Maintaining the Journey
Of the progress I’ve made this year, the North Star image from my goals pitch deck best captures my trajectory. I’ve been working for a few years to change from a steep goal-focused path that leaves disappointment or emptiness in the wake of goal achievement and have been working to replace it with a continual journey approach, realizing that the path to the goal is as enjoyable – if not more so – as the end achievement. This approach also helps when the plan gets interrupted, say, by a 2-year-old that slams doors and drops elbows on your face at 2am, 4am, 5am…
This journey appreciation also sets up headspace for thinking about ways to continually evolve the path. One goal is achieved and the next step along the road naturally appears/is set. This allows for “seamless” (as seamless as our messy lives get) continuation of the journey towards goal after goal. All of this fosters enjoyment along the way by minimizing the stress of “what’s next” thinking.
Owning ‘What’s Next’
The end of year always puts me in this goal-setting, journey-enjoying headspace. It’s a busy and often stressful time of year for everyone. Cutting out stress is one powerful goal for 2024, and something that I really focused on accomplishing during 2022 and 2023 with reasonable success. I look at this as very much an ongoing journey vs. a goal like cutting out stress on the drive to Philadelphia to celebrate Christmas with my parents, which is a much different goal that demands a differently structured approach – leaving early, packing enough snacks for the kids, getting the Kindles loaded with relevant content for each kid (Dora vs. Pokémon vs. Movies).

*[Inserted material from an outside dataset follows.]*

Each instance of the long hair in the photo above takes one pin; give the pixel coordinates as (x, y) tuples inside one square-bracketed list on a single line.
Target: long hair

As you think about wrapping up 2023 and launching into 2024, I hope some of these thoughts and ideas are helpful in your own planning.
Last Thought
Comparison is the thief of joy. - Teddy Roosevelt
The Happiness Curve by Jonathan Rauch has been on my mind lately. The subtitle of this book is “Why life gets better after 50". In the book, Rauch talks through an analysis of life satisfaction, drawing global comparisons and age-related conclusions while looking through large data sets that spanned people’s 20s, 30s, 40s, 50s, 60s, and beyond. His analysis found this trough of life – what’s traditionally identified as the mid-life crisis – in people’s mid- to late-thirties and extending through their forties. Much of this trough is related to disappointment grounded in expectations vs. perceived reality.
Why I’m bringing it up here is because I believe that this crisis is at least in part driven by a stop and start approach to life – set a goal, achieve (or don’t achieve) a goal, repeat the cycle – and I want to advocate for embracing a journey approach in 2024 if you aren’t already. The goal is but a moment in time – the journey is your life. Use 2024 (and beyond) to savor each part of it. We all fail along this route – I certainly do all the time – because it takes practice, a willingness to fail, and the dedication to start again.
What are your goals for 2024? How are you planning to achieve them? Will you achieve them as a moment in time or part of a bigger picture journey to enjoy along the way?